Tuesday, June 10, 2008

Mini-stories from my trip

On our layover in Tokyo, I decided to pass the time by buying a Japanese Elle and flipping through the pictures. Actually, that's a lie. I bought the Japanese Elle to cover the fact that Nick was purchasing porn. He didn't want to appear like a complete pervert/weirdo, taking me into the store JUST to get Japanese Schoolgirls Gone Wild. A spread-eagle Madonna was obviously a much more appropriate cover.

Anyway.

While flipping through the pages, my mom decided that moment was great for quality bonding time and started peering over my shoulders, all inquisitive like. When I came across a spread depicting red carpet pictures of Victoria Beckham, Gwyneth Paltrow, and Angelina Jolie, etc., I received her patented, "Ewww...yucky!" Here's how the conversation (generally went):

Me: "Oh, you don't find them attractive?"
Mom: "Not at all!"
Me: "Too skinny?"
Mom: "TOO FAT!!!"
Me: "Uh...you do realize this woman [point to Posh] is known for being so skinny people think she has an eating disorder?"
Mom: "Fat."
Me: "Do you SEE her arms?" [now Angelina]
Mom: "Still fat. Look at her gigantic boobs."
Me: "You do realize if you were to stand next to any of these women, you'd be very short and very huge?"
Mom: "Well, I'm fat too."
Me: "That you are." [jiggles her belly]

Yeah, Nick says I'm an ass.


And just for more complete documentation, photos of my dad's reflexology session.






Monday, June 9, 2008

I <3 alittlef

Stolen from someone else's blog:
"We’re talking about the bar we’re going to and this girl sitting next to us, says “Are you with the ND group! I’m Ashley and I’m going, too!” She then turns back to the book she’s reading and doesn’t say a word for the rest of the trip, putting her earphones back on. Andrew and I were a bit lost and followed her out of the BART terminal, but she was waiting for somebody and we didn’t want to be creepers and decided to try to find our own way, to much success........
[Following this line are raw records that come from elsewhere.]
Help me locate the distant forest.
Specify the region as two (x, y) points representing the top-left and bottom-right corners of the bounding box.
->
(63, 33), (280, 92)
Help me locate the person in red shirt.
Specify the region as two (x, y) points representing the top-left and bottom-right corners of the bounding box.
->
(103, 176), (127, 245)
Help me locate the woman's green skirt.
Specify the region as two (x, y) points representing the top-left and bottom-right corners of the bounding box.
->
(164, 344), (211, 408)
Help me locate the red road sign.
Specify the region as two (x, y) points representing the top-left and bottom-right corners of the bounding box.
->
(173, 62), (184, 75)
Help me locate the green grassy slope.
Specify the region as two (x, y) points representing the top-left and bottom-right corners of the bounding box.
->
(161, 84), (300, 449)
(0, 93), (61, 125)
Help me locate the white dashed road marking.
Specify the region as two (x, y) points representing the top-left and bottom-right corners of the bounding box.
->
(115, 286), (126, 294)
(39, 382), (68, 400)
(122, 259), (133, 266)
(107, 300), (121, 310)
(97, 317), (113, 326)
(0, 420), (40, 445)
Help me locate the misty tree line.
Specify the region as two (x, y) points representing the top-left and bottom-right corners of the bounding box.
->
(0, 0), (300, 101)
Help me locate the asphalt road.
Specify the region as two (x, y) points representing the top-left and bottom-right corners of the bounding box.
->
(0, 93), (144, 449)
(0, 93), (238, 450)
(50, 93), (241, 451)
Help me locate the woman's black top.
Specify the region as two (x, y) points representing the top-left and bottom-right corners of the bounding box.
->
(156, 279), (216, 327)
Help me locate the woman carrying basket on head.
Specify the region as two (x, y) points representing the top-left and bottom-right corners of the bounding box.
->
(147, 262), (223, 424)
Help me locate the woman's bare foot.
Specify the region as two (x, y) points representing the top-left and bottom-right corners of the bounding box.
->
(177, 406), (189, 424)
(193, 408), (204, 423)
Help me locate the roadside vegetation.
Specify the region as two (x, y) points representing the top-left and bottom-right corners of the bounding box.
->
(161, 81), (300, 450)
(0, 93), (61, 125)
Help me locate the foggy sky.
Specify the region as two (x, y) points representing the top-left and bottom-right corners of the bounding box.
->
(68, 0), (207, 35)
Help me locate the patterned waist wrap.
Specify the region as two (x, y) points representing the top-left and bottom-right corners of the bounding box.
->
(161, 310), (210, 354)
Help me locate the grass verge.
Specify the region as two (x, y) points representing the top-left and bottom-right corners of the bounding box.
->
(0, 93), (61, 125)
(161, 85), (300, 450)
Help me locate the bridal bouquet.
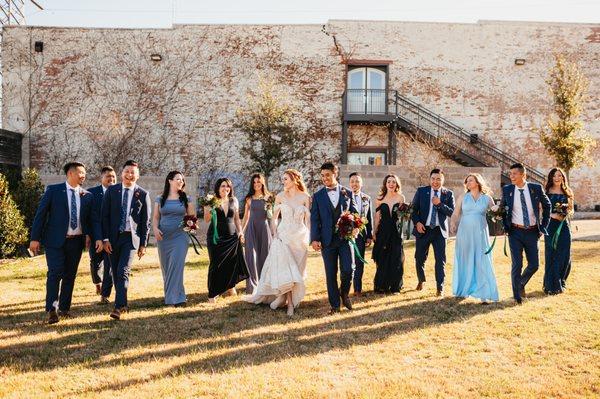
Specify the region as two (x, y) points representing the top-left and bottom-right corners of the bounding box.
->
(265, 194), (275, 220)
(198, 194), (221, 245)
(198, 194), (221, 209)
(335, 211), (368, 263)
(396, 203), (412, 239)
(485, 204), (508, 256)
(180, 215), (202, 255)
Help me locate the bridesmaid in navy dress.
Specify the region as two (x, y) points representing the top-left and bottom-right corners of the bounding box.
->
(544, 168), (573, 295)
(152, 170), (196, 306)
(242, 173), (272, 295)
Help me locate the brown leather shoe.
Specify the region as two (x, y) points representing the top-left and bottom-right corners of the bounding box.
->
(58, 310), (71, 319)
(341, 294), (352, 310)
(519, 286), (527, 298)
(46, 309), (59, 324)
(110, 307), (127, 320)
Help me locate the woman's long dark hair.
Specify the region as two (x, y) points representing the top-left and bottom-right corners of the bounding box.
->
(245, 173), (271, 199)
(215, 177), (233, 201)
(160, 170), (188, 209)
(546, 168), (573, 198)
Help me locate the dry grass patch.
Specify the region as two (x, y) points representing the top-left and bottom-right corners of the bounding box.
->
(0, 242), (600, 399)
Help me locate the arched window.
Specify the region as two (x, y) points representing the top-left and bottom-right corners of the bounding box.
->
(346, 67), (386, 114)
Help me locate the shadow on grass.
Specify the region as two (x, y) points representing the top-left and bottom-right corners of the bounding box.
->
(0, 284), (514, 393)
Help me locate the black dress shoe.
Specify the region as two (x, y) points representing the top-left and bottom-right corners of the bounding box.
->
(58, 310), (71, 319)
(342, 294), (352, 310)
(47, 309), (59, 324)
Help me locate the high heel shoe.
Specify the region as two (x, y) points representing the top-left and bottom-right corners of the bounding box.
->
(269, 296), (283, 310)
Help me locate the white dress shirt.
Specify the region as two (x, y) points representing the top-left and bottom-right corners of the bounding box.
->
(121, 184), (136, 231)
(65, 183), (83, 236)
(425, 187), (442, 226)
(512, 182), (537, 226)
(325, 184), (340, 208)
(352, 191), (362, 216)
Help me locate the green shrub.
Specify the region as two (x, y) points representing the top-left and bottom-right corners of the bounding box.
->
(13, 168), (44, 230)
(0, 173), (28, 259)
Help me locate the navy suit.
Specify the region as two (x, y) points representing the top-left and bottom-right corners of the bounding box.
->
(353, 191), (373, 292)
(310, 187), (356, 309)
(88, 185), (113, 298)
(411, 186), (454, 291)
(102, 184), (152, 309)
(31, 183), (92, 312)
(500, 182), (552, 302)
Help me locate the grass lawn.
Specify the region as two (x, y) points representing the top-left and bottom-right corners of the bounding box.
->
(0, 242), (600, 399)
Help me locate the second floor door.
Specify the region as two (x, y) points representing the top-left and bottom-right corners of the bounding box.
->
(346, 67), (386, 114)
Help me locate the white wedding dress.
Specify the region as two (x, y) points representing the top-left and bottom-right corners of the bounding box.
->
(243, 202), (310, 309)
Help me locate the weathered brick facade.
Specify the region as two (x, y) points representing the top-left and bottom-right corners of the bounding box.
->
(2, 21), (600, 207)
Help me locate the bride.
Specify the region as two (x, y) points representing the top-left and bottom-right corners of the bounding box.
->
(243, 169), (310, 316)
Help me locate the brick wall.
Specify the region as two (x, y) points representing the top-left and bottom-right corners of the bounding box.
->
(2, 21), (600, 208)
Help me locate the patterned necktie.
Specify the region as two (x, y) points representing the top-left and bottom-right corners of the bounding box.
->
(119, 188), (129, 233)
(69, 188), (77, 230)
(519, 188), (530, 228)
(429, 190), (438, 229)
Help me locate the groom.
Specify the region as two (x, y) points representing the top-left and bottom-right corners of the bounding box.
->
(310, 162), (356, 314)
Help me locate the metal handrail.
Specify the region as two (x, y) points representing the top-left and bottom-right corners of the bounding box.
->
(395, 92), (545, 181)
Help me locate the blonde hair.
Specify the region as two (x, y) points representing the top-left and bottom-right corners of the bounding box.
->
(283, 169), (306, 193)
(464, 173), (492, 195)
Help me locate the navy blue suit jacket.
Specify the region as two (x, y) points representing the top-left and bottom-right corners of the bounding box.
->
(411, 186), (454, 238)
(102, 183), (152, 249)
(31, 183), (93, 248)
(310, 186), (356, 247)
(88, 184), (104, 241)
(500, 182), (552, 235)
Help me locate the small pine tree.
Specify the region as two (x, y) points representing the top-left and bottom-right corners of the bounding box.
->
(0, 173), (28, 259)
(235, 81), (307, 178)
(539, 54), (596, 175)
(13, 168), (44, 229)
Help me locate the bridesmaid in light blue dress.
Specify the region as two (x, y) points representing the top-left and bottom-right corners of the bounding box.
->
(452, 173), (499, 303)
(152, 170), (195, 306)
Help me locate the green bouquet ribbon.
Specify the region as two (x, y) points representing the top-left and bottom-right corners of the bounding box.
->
(485, 236), (498, 255)
(552, 218), (567, 250)
(348, 239), (369, 265)
(210, 208), (219, 245)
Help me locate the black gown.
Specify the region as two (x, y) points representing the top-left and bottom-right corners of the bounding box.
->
(373, 203), (404, 292)
(206, 200), (249, 298)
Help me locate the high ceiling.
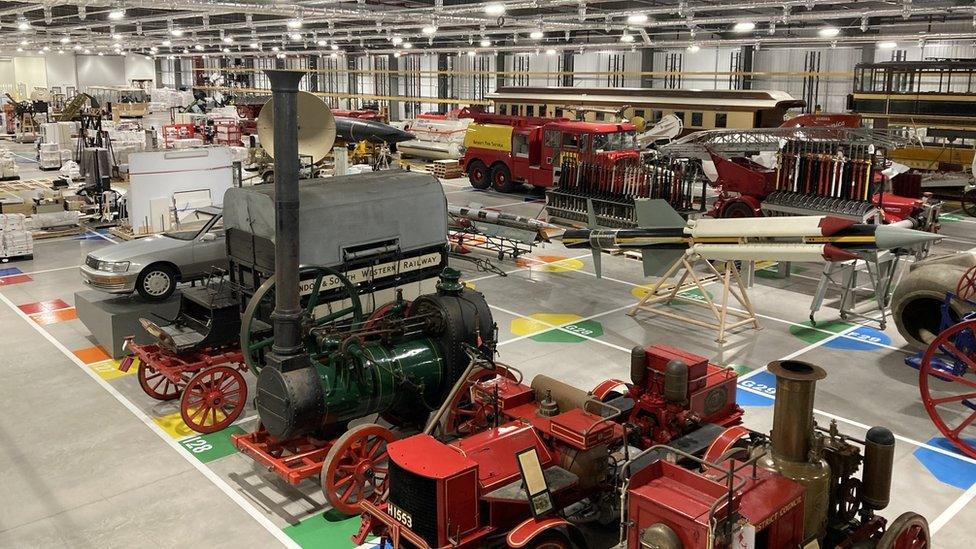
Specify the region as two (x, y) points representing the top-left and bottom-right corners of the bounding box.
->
(0, 0), (976, 55)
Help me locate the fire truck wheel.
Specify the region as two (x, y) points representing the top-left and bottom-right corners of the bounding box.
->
(875, 511), (930, 549)
(491, 164), (521, 193)
(527, 533), (573, 549)
(321, 423), (396, 516)
(468, 160), (491, 190)
(722, 202), (756, 217)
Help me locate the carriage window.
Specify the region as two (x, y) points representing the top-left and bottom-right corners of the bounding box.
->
(512, 133), (529, 158)
(545, 130), (562, 149)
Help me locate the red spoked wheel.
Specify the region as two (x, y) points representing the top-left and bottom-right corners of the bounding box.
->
(442, 366), (516, 436)
(136, 360), (180, 400)
(875, 511), (929, 549)
(321, 423), (396, 515)
(956, 265), (976, 299)
(918, 320), (976, 458)
(180, 366), (247, 433)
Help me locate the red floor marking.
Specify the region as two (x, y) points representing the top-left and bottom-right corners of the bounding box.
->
(0, 275), (34, 286)
(30, 307), (78, 326)
(72, 347), (112, 364)
(17, 299), (71, 315)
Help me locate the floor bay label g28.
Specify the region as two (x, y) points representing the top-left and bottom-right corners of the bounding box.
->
(386, 503), (413, 528)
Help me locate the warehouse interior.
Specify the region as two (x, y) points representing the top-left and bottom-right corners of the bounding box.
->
(0, 0), (976, 549)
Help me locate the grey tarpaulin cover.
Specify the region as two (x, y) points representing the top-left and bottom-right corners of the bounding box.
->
(224, 170), (447, 265)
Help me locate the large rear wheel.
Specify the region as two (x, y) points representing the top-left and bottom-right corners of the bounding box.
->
(468, 160), (491, 191)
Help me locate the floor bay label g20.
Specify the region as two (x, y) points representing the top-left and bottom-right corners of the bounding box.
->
(386, 503), (413, 528)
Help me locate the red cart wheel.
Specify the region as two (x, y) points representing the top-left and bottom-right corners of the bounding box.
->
(321, 423), (396, 515)
(918, 320), (976, 458)
(180, 366), (247, 433)
(443, 366), (516, 436)
(136, 360), (180, 400)
(876, 511), (929, 549)
(956, 265), (976, 299)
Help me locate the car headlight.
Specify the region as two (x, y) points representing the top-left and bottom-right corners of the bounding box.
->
(95, 261), (129, 273)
......I was in a really goofy mood and was humming “See you again.” Ashley pulled it up on her iPhone and I think we were freaking out everybody in the car with the sing along. It’s funny how things come full circle. We found out that she just puts on her earphones so nobody will try to talk to her on the train. What a fraud! If I had an iPhone, I’d listen to awesome music on the train all the time! She didn’t talk to Andrew and I after the introduction, in her words,”the real reason I didn’t talk to you was because you were the guys on the train that everybody was trying to figure out if you were gay or not.” For the final twist, she said she was sad that we went to the bar ahead of her since she didn’t know where it was! Sort of the blind leading the blind, I guess. Anyway, it was a pretty fun night. Good times… which happens to be the name of the next tavern we’re heading to!"